Иван внезапно наклонился и ткнулся носом в ее щеку.

– А про это расскажешь? – тихо спросил он.

Она засмеялась.

– Нет.

– Что я ви-ижу!

Иван и Рита быстро обернулись и увидели Любу. Она стояла, сложив руки на груди.

– Что же ты видишь? – насмешливо спросила Рита.

– Ты такая красная, Рита. У тебя пожар в голове? Ага-а, понятно, почему не выключила обогреватель в комнате.

– Я его выключила, – торопливо оправдывалась Рита.

– Нет, – качала головой Люба. – Иван, – она повернулась к нему, – Маргарита так летела к тебе на свидание, что чуть не подожгла весь корпус!

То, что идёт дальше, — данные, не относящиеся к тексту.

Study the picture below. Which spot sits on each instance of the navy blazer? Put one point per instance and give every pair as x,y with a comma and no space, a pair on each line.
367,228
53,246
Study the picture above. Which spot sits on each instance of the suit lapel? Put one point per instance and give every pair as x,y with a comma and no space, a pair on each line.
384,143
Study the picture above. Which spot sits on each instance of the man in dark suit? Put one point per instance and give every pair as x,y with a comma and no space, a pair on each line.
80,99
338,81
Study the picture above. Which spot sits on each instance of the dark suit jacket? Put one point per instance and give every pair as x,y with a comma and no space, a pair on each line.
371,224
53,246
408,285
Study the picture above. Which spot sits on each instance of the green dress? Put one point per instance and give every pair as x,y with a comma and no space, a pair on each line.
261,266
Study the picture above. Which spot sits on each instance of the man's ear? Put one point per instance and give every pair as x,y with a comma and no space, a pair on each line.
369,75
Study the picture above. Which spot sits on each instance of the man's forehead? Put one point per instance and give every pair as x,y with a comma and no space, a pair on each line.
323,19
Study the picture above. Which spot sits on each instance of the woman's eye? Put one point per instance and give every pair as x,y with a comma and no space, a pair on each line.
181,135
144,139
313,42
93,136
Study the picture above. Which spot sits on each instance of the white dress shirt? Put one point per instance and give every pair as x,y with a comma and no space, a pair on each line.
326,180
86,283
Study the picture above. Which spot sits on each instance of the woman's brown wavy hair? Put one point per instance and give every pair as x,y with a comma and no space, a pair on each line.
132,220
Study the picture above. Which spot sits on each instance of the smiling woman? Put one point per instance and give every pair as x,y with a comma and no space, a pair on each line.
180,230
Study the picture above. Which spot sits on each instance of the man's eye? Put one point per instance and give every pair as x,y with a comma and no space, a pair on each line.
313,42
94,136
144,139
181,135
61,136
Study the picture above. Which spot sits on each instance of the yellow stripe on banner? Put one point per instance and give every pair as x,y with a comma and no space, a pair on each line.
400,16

Хорошо, что я не никуда не спешила и заметила.

Иван молча посмотрел на Любу. В его взгляде было что-то неуловимое, но оно заставило ее заговорить совершенно о другом:

– Кто даст мне списать математику? Вы уже решили задачки?

– Почему бы тебе самой не решить, – бросила Рита.

– Почему бы тебе самой не выключать электроприборы? – в тон ей ответила Люба. – Давай тетрадку.

– Бери. – Рита кивнула на рюкзак, который лежал на стуле. – Черная тетрадь.

– Да знаю какая, – пробормотала Люба. Она вынула тетрадь, улыбнулась и помахала ею: – Ну вот, моя мама опять права.

– А что она говорит? – спросила Рита.

– Если чего-то хочешь от кого-то, заставь его почувствовать себя виноватым.

Рита и Иван смотрели на Любу, ожидая продолжения. Она не заставила их ждать:

– Ты, Маргарита, на самом деле все выключила, когда уходила. Я обманула тебя, чтобы ты не упиралась и дала мне списать. Ха-ха-ха! – Люба подхватила свои тетрадки и убежала.

Иван махнул на нее рукой.

– Она всегда такая. Я раньше думал, что все красивые девчонки, как она.

– А... потом? – тихо спросила Рита, застегивая рюкзак, который Люба поленилась закрыть.

– Теперь, – он подчеркнул последнее слово, – я думаю, красивые отличаются друг от друга. Как... как горловое пение алтайцев от пения манси, а пение башкир – от монголов.

Рита засмеялась. Ей хотелось спросить почему. Но глупо напрашиваться на комплимент. Она сама знала, о чем он.

Вошла дежурная, звеня ключами.

– Пора, – сказала Рита.

– Продолжим завтра? – спросил Иван.

– Обязательно.

Поздно вечером, когда Рита уже выключила в спальне свет, пришла Люба. От нее пахло терпкими духами. Это был новый аромат.

Она подошла к изголовью Риты и тихо сказала:

– Я пока не решила, отдам его тебе или нет.

– Ты про что? – сонно спросила Рита. – Про кого?

– Сама знаешь. В общем, поиграйте, дети, в любовь, а потом посмотрим.

Запах духов пропал, значит, Люба отошла от кровати. Рита услышала плеск воды в душевой.

Рита заснула быстро, угроза не помешала ее сладкому сну.

Утром Люба вела себя как ни в чем не бывало, поэтому Рита спросила себя, не приснилось ли ей то, что она услышала?